Carol, kudos to you for understanding the situation is complex. It would be nice if we could trust the Energy Star rating. It would be nice if new appliances were made durable and repairable as well as energy efficient (if indeed they are). It would be nice if people bought the smallest simplest appliance that would do the job they needed, instead of the luxury model overbuilt for their needs (and therefore wasteful of resources).

I have had good luck with replacements thus far--the new windows having made the biggest change--and the tax break really helped.

Terry Oliver

Dear Joyce,
I've only just discovered GreenGranny and have been reading back items on your website.
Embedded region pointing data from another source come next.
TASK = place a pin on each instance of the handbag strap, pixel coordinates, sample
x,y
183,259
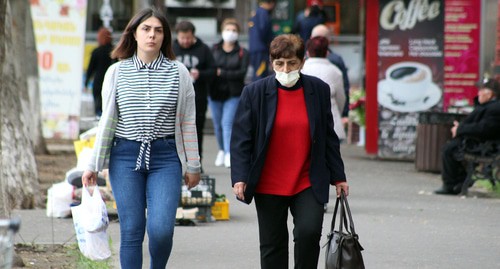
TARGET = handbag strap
x,y
348,210
344,208
343,219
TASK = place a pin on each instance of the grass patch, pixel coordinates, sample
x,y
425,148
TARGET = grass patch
x,y
84,262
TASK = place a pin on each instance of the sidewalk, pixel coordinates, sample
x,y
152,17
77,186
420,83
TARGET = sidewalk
x,y
400,222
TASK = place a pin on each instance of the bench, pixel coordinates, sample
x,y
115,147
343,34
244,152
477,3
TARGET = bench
x,y
482,161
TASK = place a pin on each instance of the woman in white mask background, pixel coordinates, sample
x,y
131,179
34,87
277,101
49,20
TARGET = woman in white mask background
x,y
285,154
232,62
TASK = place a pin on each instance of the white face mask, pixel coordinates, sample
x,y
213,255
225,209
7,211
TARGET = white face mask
x,y
229,36
288,79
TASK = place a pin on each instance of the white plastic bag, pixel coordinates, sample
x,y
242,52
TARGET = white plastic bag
x,y
93,245
59,199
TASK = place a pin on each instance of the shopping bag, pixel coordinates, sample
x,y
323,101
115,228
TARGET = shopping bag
x,y
93,245
343,250
97,215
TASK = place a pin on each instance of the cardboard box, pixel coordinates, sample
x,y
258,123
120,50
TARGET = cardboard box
x,y
220,210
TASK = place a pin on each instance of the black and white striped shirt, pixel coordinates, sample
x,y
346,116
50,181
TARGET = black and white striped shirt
x,y
146,97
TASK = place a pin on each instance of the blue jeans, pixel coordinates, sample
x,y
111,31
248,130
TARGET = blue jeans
x,y
157,189
222,117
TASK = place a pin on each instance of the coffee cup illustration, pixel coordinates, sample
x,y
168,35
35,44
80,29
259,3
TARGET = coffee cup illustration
x,y
408,81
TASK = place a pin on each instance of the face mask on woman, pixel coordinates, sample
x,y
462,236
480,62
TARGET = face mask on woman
x,y
229,36
288,79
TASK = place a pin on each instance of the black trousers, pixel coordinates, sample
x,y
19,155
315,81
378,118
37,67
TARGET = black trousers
x,y
453,172
272,214
201,103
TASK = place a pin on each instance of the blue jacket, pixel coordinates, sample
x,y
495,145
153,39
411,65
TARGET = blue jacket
x,y
252,126
260,31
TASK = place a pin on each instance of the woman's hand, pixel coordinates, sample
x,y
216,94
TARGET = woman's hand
x,y
192,180
342,186
239,190
89,178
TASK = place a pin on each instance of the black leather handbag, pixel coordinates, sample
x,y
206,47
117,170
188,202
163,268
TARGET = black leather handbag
x,y
343,250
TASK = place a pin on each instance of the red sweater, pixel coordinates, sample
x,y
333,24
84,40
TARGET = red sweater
x,y
286,169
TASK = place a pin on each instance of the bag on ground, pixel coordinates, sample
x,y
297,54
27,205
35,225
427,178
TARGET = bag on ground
x,y
91,222
343,250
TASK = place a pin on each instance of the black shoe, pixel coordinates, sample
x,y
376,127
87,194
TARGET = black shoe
x,y
447,191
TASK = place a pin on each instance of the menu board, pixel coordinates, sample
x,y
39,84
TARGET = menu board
x,y
411,64
462,52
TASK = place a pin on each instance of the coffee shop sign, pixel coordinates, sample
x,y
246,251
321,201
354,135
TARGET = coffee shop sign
x,y
395,14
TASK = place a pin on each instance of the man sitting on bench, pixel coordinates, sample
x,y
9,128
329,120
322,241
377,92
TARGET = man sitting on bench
x,y
482,124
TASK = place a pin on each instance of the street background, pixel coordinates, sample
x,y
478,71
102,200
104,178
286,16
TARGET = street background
x,y
400,222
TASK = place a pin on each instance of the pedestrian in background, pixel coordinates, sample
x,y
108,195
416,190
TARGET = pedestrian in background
x,y
285,154
308,19
319,66
231,61
260,35
100,60
336,59
482,124
147,132
197,57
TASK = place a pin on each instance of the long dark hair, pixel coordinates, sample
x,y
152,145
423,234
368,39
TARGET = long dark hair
x,y
127,45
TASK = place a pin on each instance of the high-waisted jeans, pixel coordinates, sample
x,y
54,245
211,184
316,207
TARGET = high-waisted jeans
x,y
157,189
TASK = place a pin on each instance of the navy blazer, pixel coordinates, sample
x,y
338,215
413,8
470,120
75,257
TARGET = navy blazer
x,y
251,132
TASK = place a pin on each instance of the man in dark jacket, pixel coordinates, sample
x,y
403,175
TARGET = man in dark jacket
x,y
334,58
100,60
198,59
482,124
260,35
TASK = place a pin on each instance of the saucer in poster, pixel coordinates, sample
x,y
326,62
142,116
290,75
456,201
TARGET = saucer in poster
x,y
431,98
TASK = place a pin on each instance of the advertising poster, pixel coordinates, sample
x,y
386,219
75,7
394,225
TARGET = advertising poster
x,y
462,53
411,71
59,27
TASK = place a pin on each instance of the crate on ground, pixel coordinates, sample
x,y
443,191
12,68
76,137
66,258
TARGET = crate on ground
x,y
220,210
201,195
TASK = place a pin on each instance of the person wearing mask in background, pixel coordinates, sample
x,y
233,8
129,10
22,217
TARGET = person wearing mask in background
x,y
285,154
197,57
307,20
260,34
231,61
319,66
322,30
100,60
147,133
482,123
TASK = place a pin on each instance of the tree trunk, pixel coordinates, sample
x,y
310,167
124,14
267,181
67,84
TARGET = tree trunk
x,y
31,71
18,167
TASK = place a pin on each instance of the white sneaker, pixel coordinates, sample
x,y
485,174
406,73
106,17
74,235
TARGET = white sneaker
x,y
219,160
227,160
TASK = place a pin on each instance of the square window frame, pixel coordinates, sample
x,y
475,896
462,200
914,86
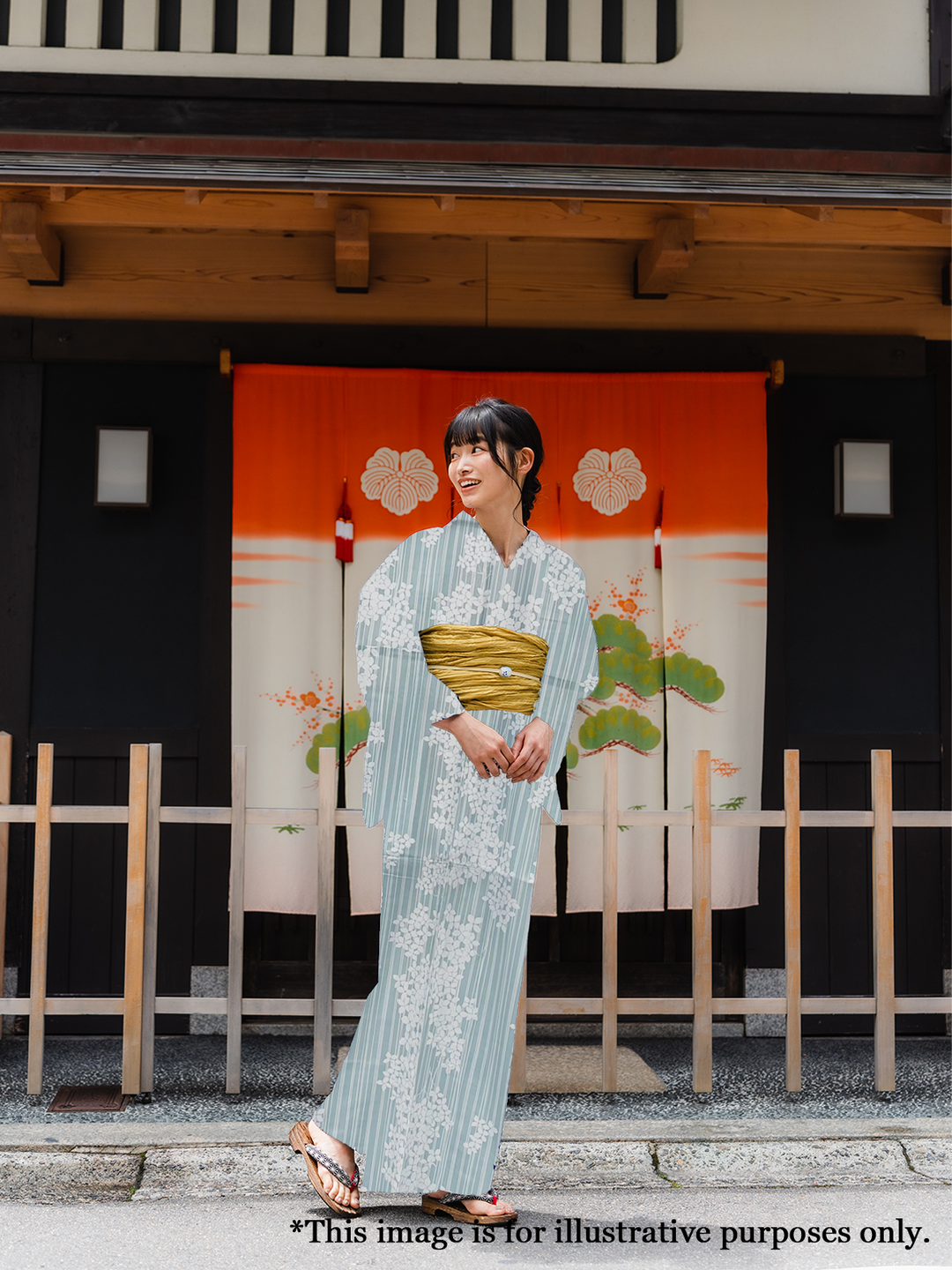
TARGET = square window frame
x,y
115,427
838,482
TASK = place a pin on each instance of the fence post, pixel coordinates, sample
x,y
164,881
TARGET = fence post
x,y
41,921
517,1072
150,938
5,781
135,920
609,923
701,921
324,918
791,915
236,918
883,968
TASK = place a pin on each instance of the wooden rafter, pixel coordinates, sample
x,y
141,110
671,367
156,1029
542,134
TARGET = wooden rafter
x,y
29,240
664,258
352,249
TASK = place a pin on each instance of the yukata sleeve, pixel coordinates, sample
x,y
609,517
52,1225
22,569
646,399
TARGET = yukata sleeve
x,y
571,669
403,698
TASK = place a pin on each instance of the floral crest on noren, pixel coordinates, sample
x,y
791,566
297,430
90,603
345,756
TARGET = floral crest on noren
x,y
398,479
609,482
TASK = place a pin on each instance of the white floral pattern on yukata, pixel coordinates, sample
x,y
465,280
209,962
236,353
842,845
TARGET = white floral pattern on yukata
x,y
424,1086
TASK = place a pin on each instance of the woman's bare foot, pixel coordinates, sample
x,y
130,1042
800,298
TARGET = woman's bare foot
x,y
481,1206
342,1154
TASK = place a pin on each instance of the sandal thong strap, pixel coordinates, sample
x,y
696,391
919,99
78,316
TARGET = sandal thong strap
x,y
452,1198
334,1168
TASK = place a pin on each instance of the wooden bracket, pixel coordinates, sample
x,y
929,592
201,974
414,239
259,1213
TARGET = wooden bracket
x,y
663,260
352,250
938,215
775,374
32,244
815,213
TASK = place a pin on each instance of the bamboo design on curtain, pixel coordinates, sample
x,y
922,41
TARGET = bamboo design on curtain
x,y
681,646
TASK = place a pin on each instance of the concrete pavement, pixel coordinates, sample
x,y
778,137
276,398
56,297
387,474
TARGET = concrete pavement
x,y
810,1229
118,1162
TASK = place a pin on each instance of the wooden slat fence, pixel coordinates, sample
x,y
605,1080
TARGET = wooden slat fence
x,y
145,816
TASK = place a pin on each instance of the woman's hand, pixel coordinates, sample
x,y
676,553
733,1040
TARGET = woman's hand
x,y
531,751
482,746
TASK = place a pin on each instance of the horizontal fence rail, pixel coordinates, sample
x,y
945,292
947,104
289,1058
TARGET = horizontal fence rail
x,y
145,814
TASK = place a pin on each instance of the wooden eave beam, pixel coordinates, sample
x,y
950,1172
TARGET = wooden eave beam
x,y
352,250
271,211
664,258
31,243
822,213
937,215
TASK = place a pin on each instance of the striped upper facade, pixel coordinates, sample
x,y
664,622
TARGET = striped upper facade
x,y
813,46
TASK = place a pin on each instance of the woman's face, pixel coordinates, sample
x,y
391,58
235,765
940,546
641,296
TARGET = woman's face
x,y
480,482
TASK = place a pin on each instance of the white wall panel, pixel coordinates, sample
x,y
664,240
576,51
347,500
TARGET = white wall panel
x,y
365,28
197,29
419,28
476,29
26,23
84,20
640,31
585,31
310,26
140,25
254,34
528,31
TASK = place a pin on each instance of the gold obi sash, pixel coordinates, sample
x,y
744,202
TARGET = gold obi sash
x,y
487,667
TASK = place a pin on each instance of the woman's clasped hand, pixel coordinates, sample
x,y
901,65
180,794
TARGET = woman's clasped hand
x,y
492,756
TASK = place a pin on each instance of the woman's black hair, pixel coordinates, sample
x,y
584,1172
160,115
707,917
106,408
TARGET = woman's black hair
x,y
507,427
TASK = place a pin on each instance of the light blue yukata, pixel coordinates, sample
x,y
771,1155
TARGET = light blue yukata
x,y
423,1090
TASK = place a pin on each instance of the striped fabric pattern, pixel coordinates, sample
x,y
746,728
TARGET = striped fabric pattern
x,y
423,1090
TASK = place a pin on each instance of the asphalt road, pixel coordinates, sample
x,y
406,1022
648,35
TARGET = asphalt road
x,y
814,1229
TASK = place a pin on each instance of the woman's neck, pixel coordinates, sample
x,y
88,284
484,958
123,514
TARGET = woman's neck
x,y
504,528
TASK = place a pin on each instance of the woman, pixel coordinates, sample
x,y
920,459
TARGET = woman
x,y
464,631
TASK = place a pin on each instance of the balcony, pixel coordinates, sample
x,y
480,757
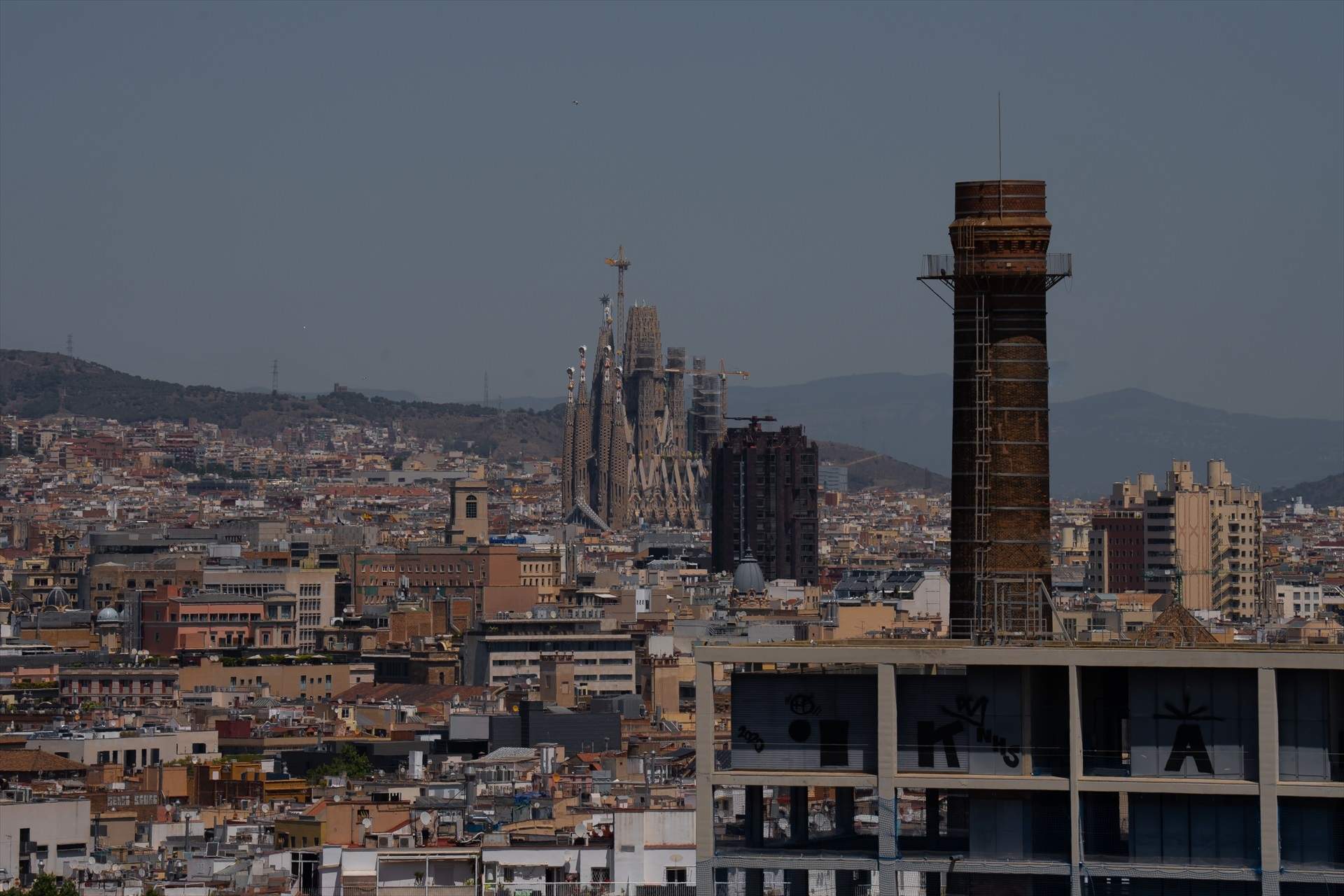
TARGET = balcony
x,y
1053,266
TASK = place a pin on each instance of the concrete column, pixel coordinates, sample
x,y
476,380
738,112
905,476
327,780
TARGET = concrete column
x,y
797,816
888,816
1075,770
1028,745
1268,747
755,820
844,812
705,778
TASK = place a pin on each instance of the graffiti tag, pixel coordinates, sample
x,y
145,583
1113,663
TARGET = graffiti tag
x,y
1189,742
803,704
969,711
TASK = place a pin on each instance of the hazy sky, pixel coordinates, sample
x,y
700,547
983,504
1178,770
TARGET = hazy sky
x,y
406,197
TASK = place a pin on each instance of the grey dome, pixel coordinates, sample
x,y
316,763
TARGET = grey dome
x,y
748,575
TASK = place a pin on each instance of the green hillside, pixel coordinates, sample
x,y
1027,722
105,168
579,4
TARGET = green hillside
x,y
35,384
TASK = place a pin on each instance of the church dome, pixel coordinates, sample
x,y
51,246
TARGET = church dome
x,y
749,577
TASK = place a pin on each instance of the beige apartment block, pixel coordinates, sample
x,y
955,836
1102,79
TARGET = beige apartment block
x,y
315,589
283,681
1205,539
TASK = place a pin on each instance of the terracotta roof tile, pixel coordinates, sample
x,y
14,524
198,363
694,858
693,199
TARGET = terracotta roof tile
x,y
35,761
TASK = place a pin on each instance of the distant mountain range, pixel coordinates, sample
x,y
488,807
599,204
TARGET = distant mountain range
x,y
1328,492
39,383
1094,441
393,396
869,469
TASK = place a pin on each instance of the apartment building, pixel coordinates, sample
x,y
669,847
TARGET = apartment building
x,y
132,688
42,836
1116,552
314,589
296,681
202,621
603,657
128,748
1200,540
1021,770
1205,540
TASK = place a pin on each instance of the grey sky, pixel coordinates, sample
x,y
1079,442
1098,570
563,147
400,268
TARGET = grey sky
x,y
186,187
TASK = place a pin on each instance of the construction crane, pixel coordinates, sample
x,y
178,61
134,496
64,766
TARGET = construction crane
x,y
620,264
756,421
723,387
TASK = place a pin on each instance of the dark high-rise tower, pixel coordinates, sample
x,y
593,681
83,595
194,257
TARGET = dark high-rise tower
x,y
1000,273
765,503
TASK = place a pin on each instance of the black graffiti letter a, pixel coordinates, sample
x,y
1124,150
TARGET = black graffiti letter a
x,y
1190,742
929,736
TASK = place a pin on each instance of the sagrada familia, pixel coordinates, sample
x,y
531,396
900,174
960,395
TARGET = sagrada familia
x,y
626,457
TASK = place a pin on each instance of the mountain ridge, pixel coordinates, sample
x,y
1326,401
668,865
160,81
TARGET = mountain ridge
x,y
1094,440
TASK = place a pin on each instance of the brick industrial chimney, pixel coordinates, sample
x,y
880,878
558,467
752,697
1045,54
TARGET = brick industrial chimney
x,y
999,273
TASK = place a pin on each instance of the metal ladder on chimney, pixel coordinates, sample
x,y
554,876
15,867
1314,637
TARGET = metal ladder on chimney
x,y
987,612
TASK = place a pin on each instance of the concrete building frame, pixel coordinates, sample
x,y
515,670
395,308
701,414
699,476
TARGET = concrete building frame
x,y
1264,783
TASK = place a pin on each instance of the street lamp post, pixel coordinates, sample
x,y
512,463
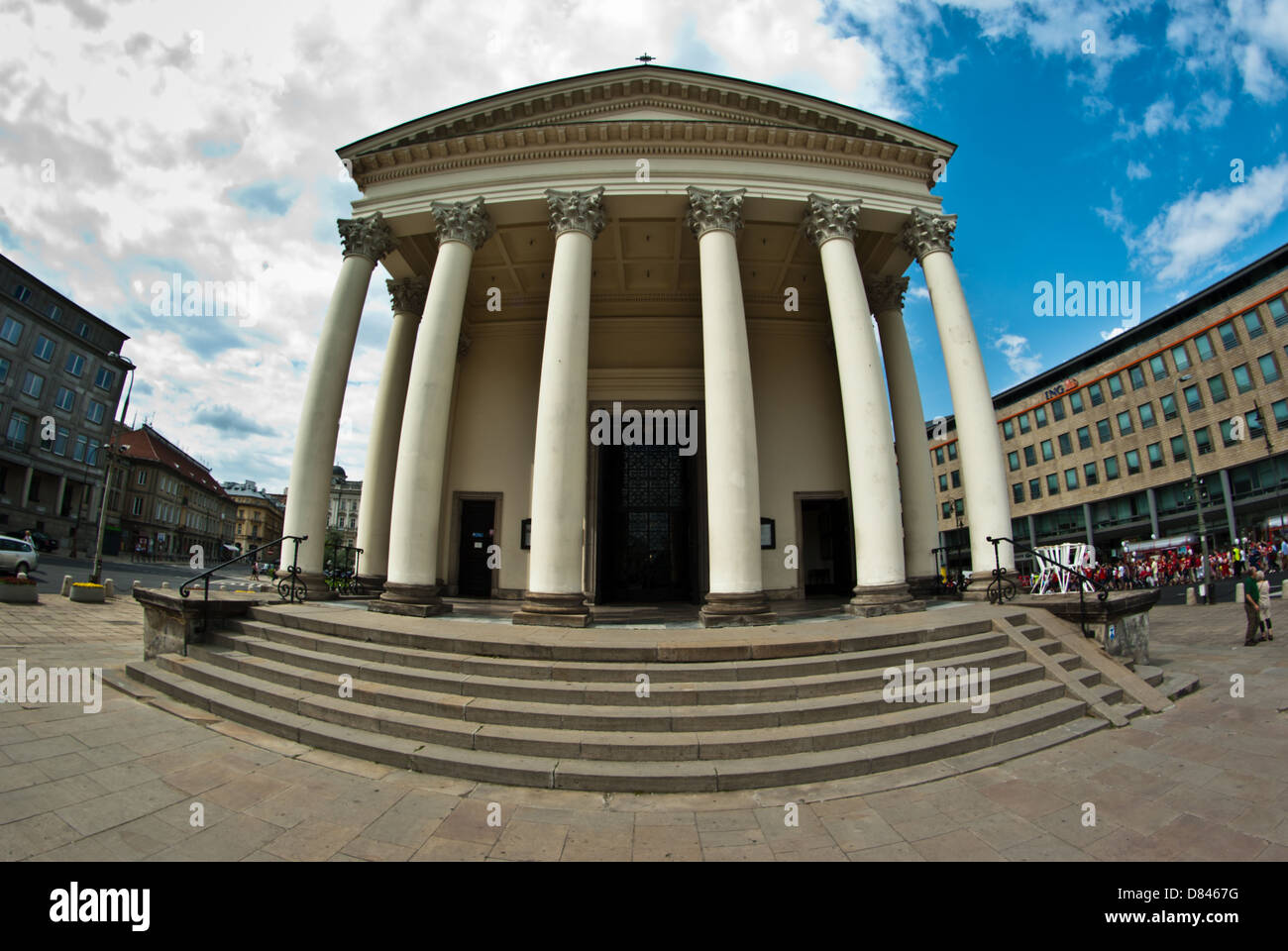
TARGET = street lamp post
x,y
1194,489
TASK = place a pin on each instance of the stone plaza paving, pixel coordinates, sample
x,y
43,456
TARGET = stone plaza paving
x,y
1206,780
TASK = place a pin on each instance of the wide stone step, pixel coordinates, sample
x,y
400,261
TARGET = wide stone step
x,y
695,690
608,775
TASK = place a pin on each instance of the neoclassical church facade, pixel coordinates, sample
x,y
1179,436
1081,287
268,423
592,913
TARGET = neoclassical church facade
x,y
712,269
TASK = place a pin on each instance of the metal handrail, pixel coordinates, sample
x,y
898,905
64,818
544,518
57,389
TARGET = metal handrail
x,y
1003,589
290,587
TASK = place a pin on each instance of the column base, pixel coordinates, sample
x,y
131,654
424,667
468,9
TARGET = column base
x,y
552,611
735,609
874,600
411,600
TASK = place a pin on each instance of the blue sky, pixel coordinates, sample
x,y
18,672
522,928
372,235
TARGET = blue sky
x,y
183,141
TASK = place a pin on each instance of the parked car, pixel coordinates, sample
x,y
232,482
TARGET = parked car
x,y
17,556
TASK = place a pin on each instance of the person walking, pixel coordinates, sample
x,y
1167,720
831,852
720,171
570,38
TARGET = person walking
x,y
1250,609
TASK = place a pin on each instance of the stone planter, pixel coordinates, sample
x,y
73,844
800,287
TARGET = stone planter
x,y
18,594
95,594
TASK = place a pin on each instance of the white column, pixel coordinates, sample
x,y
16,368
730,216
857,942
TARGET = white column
x,y
412,585
554,591
874,476
375,506
733,476
988,505
915,478
366,240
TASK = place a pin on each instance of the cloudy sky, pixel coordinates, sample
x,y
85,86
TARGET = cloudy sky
x,y
142,140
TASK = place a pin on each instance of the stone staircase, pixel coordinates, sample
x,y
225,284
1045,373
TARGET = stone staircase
x,y
563,709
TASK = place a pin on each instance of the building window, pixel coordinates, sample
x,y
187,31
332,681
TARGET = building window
x,y
1253,325
1203,441
11,331
1216,386
1203,344
33,384
1168,403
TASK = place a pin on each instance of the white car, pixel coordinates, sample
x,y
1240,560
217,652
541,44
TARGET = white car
x,y
17,556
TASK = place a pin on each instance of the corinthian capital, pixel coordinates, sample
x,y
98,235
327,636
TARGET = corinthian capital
x,y
463,221
580,211
887,294
923,234
369,238
829,218
408,294
715,210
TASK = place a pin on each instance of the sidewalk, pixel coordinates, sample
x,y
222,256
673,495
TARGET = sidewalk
x,y
1207,780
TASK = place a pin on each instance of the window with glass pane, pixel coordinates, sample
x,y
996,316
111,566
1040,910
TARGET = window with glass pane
x,y
1203,344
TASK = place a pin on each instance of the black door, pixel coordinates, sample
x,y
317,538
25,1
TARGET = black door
x,y
477,535
645,525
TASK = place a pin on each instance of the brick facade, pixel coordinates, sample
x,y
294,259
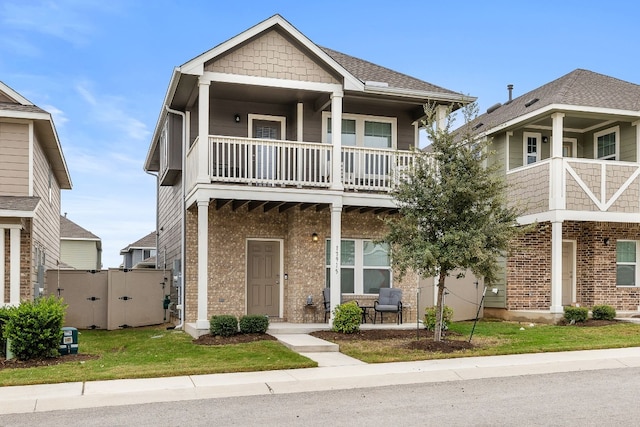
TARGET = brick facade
x,y
529,267
304,259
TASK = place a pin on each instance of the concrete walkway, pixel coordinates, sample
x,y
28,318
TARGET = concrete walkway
x,y
335,371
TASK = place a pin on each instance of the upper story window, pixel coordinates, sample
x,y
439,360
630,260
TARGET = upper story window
x,y
626,263
607,143
363,131
531,147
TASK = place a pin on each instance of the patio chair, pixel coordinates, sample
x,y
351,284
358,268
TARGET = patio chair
x,y
389,301
326,300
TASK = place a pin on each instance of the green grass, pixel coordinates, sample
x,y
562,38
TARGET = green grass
x,y
492,338
155,352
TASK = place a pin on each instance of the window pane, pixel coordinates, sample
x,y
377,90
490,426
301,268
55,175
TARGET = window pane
x,y
374,279
626,275
347,279
607,145
377,135
375,255
626,251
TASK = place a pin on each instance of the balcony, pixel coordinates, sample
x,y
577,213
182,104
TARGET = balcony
x,y
593,186
259,162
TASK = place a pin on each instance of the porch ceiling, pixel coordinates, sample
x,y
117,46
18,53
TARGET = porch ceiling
x,y
282,206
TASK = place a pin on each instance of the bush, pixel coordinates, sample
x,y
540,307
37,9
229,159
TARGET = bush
x,y
4,317
603,312
430,317
35,328
347,318
224,325
576,314
254,324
As a 74 year old green activist on Salt Spring Island, BC, in Canada, I'm interested to read how seniors can play a meaningful role in helping to deal with our present day dilemma of the twin dangers of climate change and peak oil.
This island is a very active community of aware concerned citizens and has already formed many,many groups following a great variety of issues, both local, national and international.
I'm part of the steering group which is forming a Transition Initiative to link with the worldwide grassroots movement that is trying to raise awareness about these twin risks to the future of us and our grandkids. I write a monthly blog on my website where I attempt to comment on how we, as seniors, can act as role models for our peers and our kids.
It's a slow business, this awareness-raising and often frustrating when you continually encounter blank stares at the mention of peak oil. At least with climate change the message is slowly getting through although there's not much evidence of a willingness to make anything other than token changes - myself included.
I hope through my website, 3rdageworld.com, to link to and reach out to other seniors who feel equally frustrated at the lack of action and share ideas as to how we can bring out some meaningful change instead of watching helplessly as we circle the drain.
As an author, I've written two novels about older people struggling to make sense of our situation and am currently working on the third book in the trilogy.
I applaud what you're doing and admire your tenacity - you're the kind of role model I've been looking for. If I can help in any way, just let me know.
Best wishes,
Terry Oliver

Joyce Emery

Dear Terry,

I can't begin to tell you how pleased and heartened I am to learn about you and the level of activism on Salt Spring Island. You are the kind of role model that www.greenseniors.org and www.greengranny.org thrives on, and you give strength to all the rest of us.

I have not kept up with my blog activism as I should, so your finding GreenGranny now and reading back items is a terrific lift for me. I am a role model only to a modest, relative degree. I do accept your label of tenacity, however, because working almost full time (albeit from home) to pay expenses of family in need, tending a small vegetable garden, pedaling a bicycle for most errands, and spending quality time with six grandchildren (one or two at a time) leaves little time for anything else. Thank goodness my husband does the cooking--"slow food"--so I eat well. I am 66.

I look forward to reading your website and blog! As for helping, what I'd like most is for the senior activists featured on Green Seniors to have a wider audience (and a blogger who keeps up with their new accomplishments--but that is for me to fix).

Thank you very much for commenting. I will visit your site and please re-visit our two sites when new material is posted.

Terry Oliver

Thanks for your encouragement, Joyce. As you say, it gives a great lift to the spirits to know others are reading - and commenting - on our websites and blogs. I will be posting my monthly blog on July 1st and plan to write about my discovery of Green Seniors and GreenGranny and providing a link to your website.
I look forward to reading your future blogs.
Regards, Terry
PS - are you interested in occasional reviews of books relevant to seniors on peak oil and climate change? There are some excellent recent ones I'd love to pass on.